The FCC has asked for input in a separate proceeding on whether it should adjust the screen it uses to gauge whether concentration of spectrum in individual markets triggers additional scrutiny for anticompetitive effects.
But T-Mobile is recommending that its auction rules include a built-in sliding screen, which it pitches as a way to provide a real-world test of such a screen applied to auctions in general. "By relying on actual bids rather than predictions of bidder behavior, the Dynamic Market Rule helps remove any risk that revenue targets for clearing broadcasters and funding the FirstNet public safety network will not be met," the company says.
According to the company, which outlined the proposal Monday, in meetings last week with FCC staffers, T-Mobile proposed a "Dynamic Market Rule," which it billed as a "seamless" way to ensure against "excessive concentration" of low-band spectrum.

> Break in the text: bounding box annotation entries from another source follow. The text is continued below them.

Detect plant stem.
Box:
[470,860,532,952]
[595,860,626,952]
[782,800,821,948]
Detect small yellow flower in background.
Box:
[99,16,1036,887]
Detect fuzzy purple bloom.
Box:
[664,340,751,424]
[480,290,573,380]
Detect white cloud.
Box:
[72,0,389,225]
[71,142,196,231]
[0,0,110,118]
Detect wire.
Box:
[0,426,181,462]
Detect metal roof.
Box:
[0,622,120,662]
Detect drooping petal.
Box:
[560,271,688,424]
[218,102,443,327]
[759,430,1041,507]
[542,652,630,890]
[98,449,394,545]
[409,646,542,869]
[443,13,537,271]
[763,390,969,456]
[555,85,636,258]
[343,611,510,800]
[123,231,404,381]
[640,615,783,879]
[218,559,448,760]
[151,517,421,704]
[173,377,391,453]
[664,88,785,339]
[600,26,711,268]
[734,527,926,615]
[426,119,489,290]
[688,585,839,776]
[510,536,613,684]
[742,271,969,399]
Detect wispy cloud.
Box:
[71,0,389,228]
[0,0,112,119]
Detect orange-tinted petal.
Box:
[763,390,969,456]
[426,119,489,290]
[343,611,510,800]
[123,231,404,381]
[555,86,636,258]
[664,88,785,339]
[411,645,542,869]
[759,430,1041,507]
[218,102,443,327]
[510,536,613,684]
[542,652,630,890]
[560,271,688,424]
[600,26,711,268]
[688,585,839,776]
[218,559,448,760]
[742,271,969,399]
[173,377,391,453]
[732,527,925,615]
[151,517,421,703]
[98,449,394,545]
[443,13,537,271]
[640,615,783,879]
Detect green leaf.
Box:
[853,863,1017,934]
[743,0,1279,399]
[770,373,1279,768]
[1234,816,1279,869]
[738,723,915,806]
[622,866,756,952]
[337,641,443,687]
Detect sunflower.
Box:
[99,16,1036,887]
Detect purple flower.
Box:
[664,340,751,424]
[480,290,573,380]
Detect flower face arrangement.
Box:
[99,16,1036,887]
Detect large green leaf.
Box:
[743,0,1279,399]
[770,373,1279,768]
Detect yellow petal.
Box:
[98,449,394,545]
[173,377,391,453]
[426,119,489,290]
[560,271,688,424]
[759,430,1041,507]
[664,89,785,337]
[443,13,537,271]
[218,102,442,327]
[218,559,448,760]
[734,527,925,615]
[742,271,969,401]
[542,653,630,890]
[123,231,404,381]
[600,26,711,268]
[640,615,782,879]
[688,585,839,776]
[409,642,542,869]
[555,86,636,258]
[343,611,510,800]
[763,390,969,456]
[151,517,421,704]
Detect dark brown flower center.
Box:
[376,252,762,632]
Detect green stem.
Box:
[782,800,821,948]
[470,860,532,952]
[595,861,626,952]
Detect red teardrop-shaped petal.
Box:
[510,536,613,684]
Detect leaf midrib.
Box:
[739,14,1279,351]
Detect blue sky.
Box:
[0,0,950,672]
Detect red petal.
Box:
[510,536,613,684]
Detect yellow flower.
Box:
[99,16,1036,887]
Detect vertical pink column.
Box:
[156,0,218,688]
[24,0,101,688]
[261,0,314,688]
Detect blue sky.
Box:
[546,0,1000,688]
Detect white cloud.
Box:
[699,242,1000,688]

Under the rule, bidding would begin with "spectrum aggregation" limits, with a carve-out that would allow AT&T and Verizon, the two largest carriers, to bid on a block of 5 MHz in markets where they exceed the screen -- which would be one-third of the low-band spectrum in a market. If the FCC meets its revenue target, that auction could close. But if not, the screen would be gradually relaxed, and ultimately lifted altogether.
"Imposing modest constraints on excessive low-band spectrum aggregation will promote competition, increase consumer choice, encourage innovation, and accelerate broadband deployment," the company said. It would also allow less-concentrated players, like T-Mobile -- a better chance to get spectrum in those markets.